Foi lançado nessa sexta-feira, 14, no auditório da OAB, o livro ‘Franca-200 anos’, celebração ao bicentenário da cidade. A seleção dos textos coube a Carlos Roberto Goulart, atual presidente da Academia Francana de Letras. Carogo, como é mais conhecido, empenhou-se em reunir autores que desejaram saudar Franca. Sem seu entusiasmo e determinação, a obra não teria existido. Ele mesmo comparece com três textos.
O primeiro deles cumpre a função de mostrar o gênero do livro que motivou o trabalho e as expectativas que marcaram a execução. Em certa altura de “Palavras do Organizador”, ele revela: “Queríamos que essa fosse mais que uma coletânea – e sim um encontro de vozes, ousando falar de Franca com sensibilidade (...)” Linhas além, em tom de agradecimento aos que aceitaram seu convite para integrar o livro, conclui: “Juntos construiremos uma antologia que permanecerá como testemunho de tudo aquilo que nos faz humanos (...)”
Apreciador de literatura brasileira, incentivador dos poetas locais, ciente de que curadoria é trabalho que pede cuidado na edição, Carogo fez uso de seu discernimento ao sugerir a diferença de dois substantivos comumente usados como sinônimos: coletânea e antologia. De forma delicada, mas assertiva, deixou evidenciado que os termos guardam distinções conceituais. Assim, se dermos um passo etimológico e resgatarmos origens junto aos dicionários que registram a gênese das palavras, encontraremos ‘coletânea’ nascendo do particípio passado do verbo ‘colligere’, que traz a implícita ideia de ‘juntar’. Quanto à ‘antologia’, nos devolve raízes profundas no grego, onde constituía frase com sentido de ‘coleção de flores’, o que aliás a levou ao latim ‘florilegium’. Num caso e em outro, reunião ou coleção, os vocábulos foram reafirmando com o tempo a ideia comum de pluralidade. Entretanto, a semântica não perdeu sua essência, e um aspecto básico de diferenciação se manteve.
Isso posto, antologia chegou até nós como verbete usado para perfilar a obra que traz a público uma diversidade de vozes e estilos, oferecendo ao leitor visão panorâmica de um tema específico, enquanto coletânea mostra obras de um mesmo autor aglutinadas por tema comum. Torna-se então claro que o título ao qual os leitores agora têm acesso é uma antologia porque reúne textos de diferentes autores e épocas que se expressam com vozes singulares e em estilos diversos sobre um mesmo tema. Embora a capa induza a pensar em tema único, qual seja, a celebração dos 200 anos de Franca, alguns escritos não se inserem neste contexto. Mas, considerando o fato de que os autores são francanos, ou estão emocionalmente ligados à cidade, é justo ampliar o olhar, abrir o leque, considerar que importante é reconhecer o caráter de literariedade dos textos.

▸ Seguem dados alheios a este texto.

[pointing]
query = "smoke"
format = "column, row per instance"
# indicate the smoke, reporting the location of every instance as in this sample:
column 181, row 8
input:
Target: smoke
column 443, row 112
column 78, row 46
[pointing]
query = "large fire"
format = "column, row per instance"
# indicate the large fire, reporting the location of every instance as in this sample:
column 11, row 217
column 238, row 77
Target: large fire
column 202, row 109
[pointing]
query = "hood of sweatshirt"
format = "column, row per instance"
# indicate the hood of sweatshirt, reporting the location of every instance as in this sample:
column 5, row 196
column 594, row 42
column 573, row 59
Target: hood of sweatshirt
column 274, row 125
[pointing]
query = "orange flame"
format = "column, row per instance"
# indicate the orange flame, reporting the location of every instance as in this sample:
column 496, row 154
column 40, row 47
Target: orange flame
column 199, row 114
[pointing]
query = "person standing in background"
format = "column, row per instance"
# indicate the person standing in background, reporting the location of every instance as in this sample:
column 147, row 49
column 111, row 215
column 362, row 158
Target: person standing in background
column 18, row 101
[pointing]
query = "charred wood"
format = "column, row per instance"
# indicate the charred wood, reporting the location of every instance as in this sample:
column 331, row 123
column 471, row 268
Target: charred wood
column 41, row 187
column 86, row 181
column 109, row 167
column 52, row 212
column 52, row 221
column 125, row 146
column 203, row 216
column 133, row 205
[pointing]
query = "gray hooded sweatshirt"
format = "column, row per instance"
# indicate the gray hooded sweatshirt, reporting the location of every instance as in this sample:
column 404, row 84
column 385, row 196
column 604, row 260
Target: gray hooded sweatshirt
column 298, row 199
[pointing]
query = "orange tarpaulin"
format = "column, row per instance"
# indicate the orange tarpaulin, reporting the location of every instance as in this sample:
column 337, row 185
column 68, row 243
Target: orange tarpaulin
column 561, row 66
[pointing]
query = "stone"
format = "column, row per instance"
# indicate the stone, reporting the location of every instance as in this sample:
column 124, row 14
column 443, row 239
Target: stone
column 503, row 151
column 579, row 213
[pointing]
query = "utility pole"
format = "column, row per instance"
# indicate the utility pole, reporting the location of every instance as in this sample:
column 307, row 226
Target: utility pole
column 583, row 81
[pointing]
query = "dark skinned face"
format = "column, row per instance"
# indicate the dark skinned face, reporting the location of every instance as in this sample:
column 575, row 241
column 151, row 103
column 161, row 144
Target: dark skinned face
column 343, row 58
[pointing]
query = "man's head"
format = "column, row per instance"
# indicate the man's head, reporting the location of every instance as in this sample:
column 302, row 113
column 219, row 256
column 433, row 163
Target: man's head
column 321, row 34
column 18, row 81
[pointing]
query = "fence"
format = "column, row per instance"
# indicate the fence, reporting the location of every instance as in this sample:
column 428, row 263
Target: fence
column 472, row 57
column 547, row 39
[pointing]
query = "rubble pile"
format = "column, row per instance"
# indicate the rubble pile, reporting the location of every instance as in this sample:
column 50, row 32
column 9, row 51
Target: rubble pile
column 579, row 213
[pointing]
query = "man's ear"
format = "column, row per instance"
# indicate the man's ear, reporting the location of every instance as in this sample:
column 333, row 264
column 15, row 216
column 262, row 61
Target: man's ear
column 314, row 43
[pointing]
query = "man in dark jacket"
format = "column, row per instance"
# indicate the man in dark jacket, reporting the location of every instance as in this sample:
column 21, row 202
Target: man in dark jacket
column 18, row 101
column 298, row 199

Há prosa expressa em crônicas, grande parte delas marcada pelo lirismo, traço peculiar reconhecível em nossos cronistas desde o início do século XX, quando começaram a ser publicados nos jornais que já circulavam, como o ‘Comércio da Franca’ que por mais de um século acolheu a maioria da produção literária da cidade e região. Há poesia, “a forma mais autêntica de manifestação da linguagem”, como ensinou Martin Heiddeger em seu derradeiro livro, expressando a certeza de que na linguagem, “a casa do ser”, se revela quem somos, nossa voz, o que nos é intrínseco, as potencialidades que temos.
Tomo emprestada a esse filósofo alemão outra ideia iluminadora: “falar com o outro significa dizer algo para o outro, alguma coisa, e confiarem-se mutuamente ao que se mostra.” Por tal viés podemos apreciar este livro como uma conversa entre escritores e leitores tacitamente acordados a respeito do valor de Franca, a cidade homenageada.
Todo escritor está sempre falando sobre algo que o comove e confiando em que aquele que o lê compreenderá. Os leitores de ‘Franca- 200 anos’ encontrarão em suas páginas autores que descrevem a cidade de história singular, do passado e do presente, do encontro de paulistas e mineiros, de espaço acolhedor para brasileiros dos quatro pontos cardeais. A Franca bucólica e a urbana, a antiga e a contemporânea, a do centro e a periférica, a de vultos históricos mas principalmente a da gente comum caminhando com pés firmes, olhos atentos, ouvidos acurados ao vozerio que traduz permanente trabalho de construção e reconstrução. Ela é a inspiração da antologia que semelha coral a entoar amorosamente gratidões e esperanças.
Sonia Machiavelli é professora, jornalista, escritora; membro da Academia Francana de Letras.